4) O paciente usa a religião ou a espiritualidade para ajudá-lo a lidar com sua doença, seu sofrimento, ou essas são fontes de estresse? Caso afirmativo, esta tem sido fonte de apoio ou de conflitos? Apresenta algum conflito ou questão espiritual que o preocupa? Tem alguém com quem conversar sobre estes tópicos? ”
Corroborando com o autor, D’Souza (2007) explicita que reconhecer as necessidades espirituais é uma parte essencial da medicina centrada no paciente.
Conclusão
Há muitas evidências da relevância do fator espiritualidade na saúde psíquica das pessoas. A espiritualidade, quando bem integrada na vida do indivíduo, contribui de forma positiva para a saúde mental.
As pesquisas mais recentes reconhecem e valorizam a correlação entre religiosidade, espiritualidade e qualidade de vida, independente da prática religiosa. Estas pesquisas apontam que a espiritualidade aparece como sendo um fator protetor para o suicídio, uso abusivo de drogas e álcool, depressão, comportamento delinquente e até alguns diagnósticos de psicoses funcionais.

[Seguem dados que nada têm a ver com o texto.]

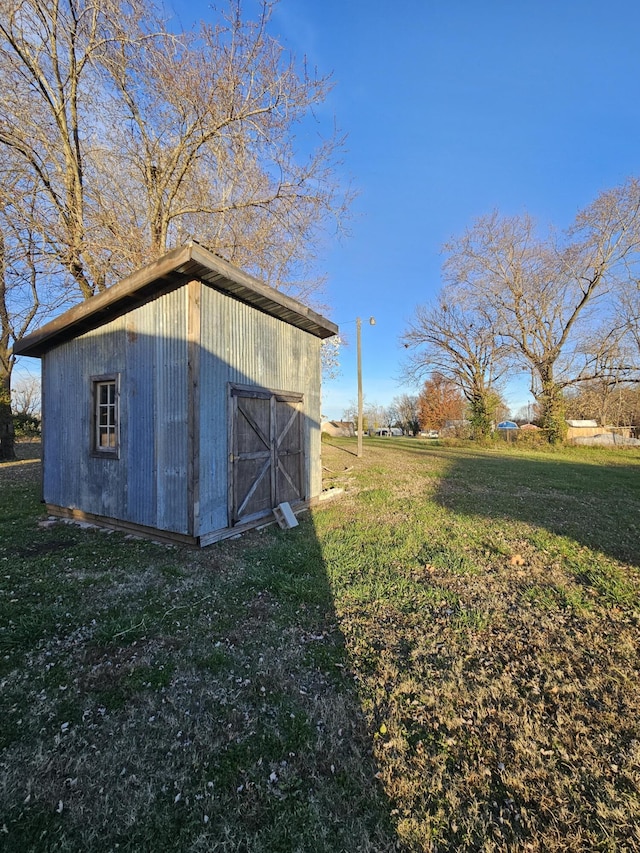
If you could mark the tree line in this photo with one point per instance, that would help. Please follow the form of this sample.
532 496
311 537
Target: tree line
563 307
123 134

Os aspectos negativos desta correlação são muito pequenos e aparecem nos casos em que os indivíduos buscam melhorias de suas condições, exclusivamente, através da fé, mas se frustram na medida em que elas não acontecem.
A necessidade de preparo do profissional de saúde é muito importante e exige novas estratégias que possibilitem a melhor compreensão dos fatores religiosos que influenciam a saúde dos pacientes. Os profissionais da saúde não devem, portanto, se furtar em acolher e investigar a espiritualidade como objeto de seus estudos.